The Fish Can Sing by Halldór Laxness

The Fish Can Sing by Halldór Laxness

Author:Halldór Laxness
Language: eng
Format: azw3
ISBN: 9780307389343
Publisher: Knopf Doubleday Publishing Group
Published: 2008-10-14T23:00:00+00:00


24

DER ERLKÖNIG

That summer, things began to look up a little for me. For many years I had not dared to open my mouth to sing within earshot of anyone else for fear of the sound that might come out. But when I was away on errands far from any company, either down at Skerjafjörur or at Sogin, the pressure of the melodies building up inside me forced me to utter bursts of sound; and that summer, my throat began to produce noises something like the note I was trying to achieve. After that I seized every possible opportunity of exercising my voice whenever I found solitude.

It so happened one day that I caught sight of our Pastor Johann, now in his eighties, hobbling up to the churchyard, almost bent double now, behind the coffin of some stranger. So I joined him, as I had done when I was small. Unbidden, I sang Just as the One True Flower over the coffin, nearly the whole psalm, if I remember rightly. When I had finished singing and Pastor Johann had scattered earth over the coffin, he came over to me, much moved, and took me by the hand and said:

“You are now such a big, tall man, my dear Álfgrímur, that I cannot bring myself to give you ten aurar. Instead, I am going to pray to God to be with you, always.”

“Thank you,” I said, although I would really much rather have had the ten aurar. “But I can hardly believe that I deserve God’s presence for that caterwauling. Actually I was beginning to think that I would never be able to croak another note again.”

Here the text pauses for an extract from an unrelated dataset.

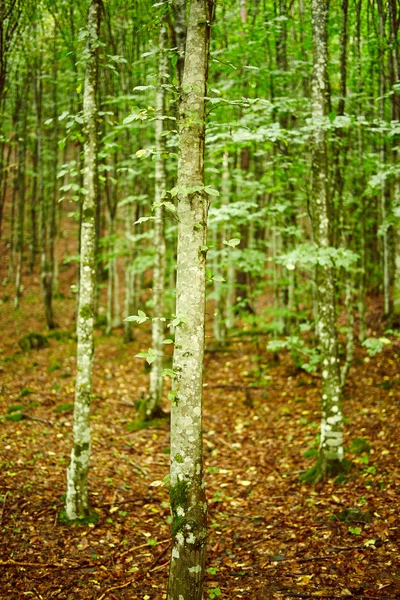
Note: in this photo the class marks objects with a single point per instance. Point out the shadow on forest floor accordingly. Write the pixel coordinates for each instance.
(269, 535)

Then Pastor Johann said, “Some voices never manage to break properly. But in all good men there lurks a true note, I won’t say like a mouse in a trap, but rather like a mouse between wall and wainscoting. But it is a special grace if God allows them to sing the note that they hear. I am old now, and my voice has never recovered from breaking; I have never had the good fortune to sing the note I hear inside me. But that note is just as true for all that.”

It was little wonder that I was thinking about singing that summer, when my voice was coming back; and very understandable that I was so elated at knowing that the great singer himself was now in the country. And on his friendly invitation, and in the hope of hearing Der Erlkönig at least, perhaps, I was not long in taking advantage of the kindness. I smeared sheep-leg grease on my footwear and tried to subdue with water the tuft of hair on the top of my head, and set off for town. I did not stop until I reached the lobby of the Hotel d’Islande; I went over to the hotel-keeper, who was sitting behind the reception desk, and bade him good day.

After a long pause he looked up and glanced at me over his spectacles, but he went on leafing through his papers and did not reply to my greeting.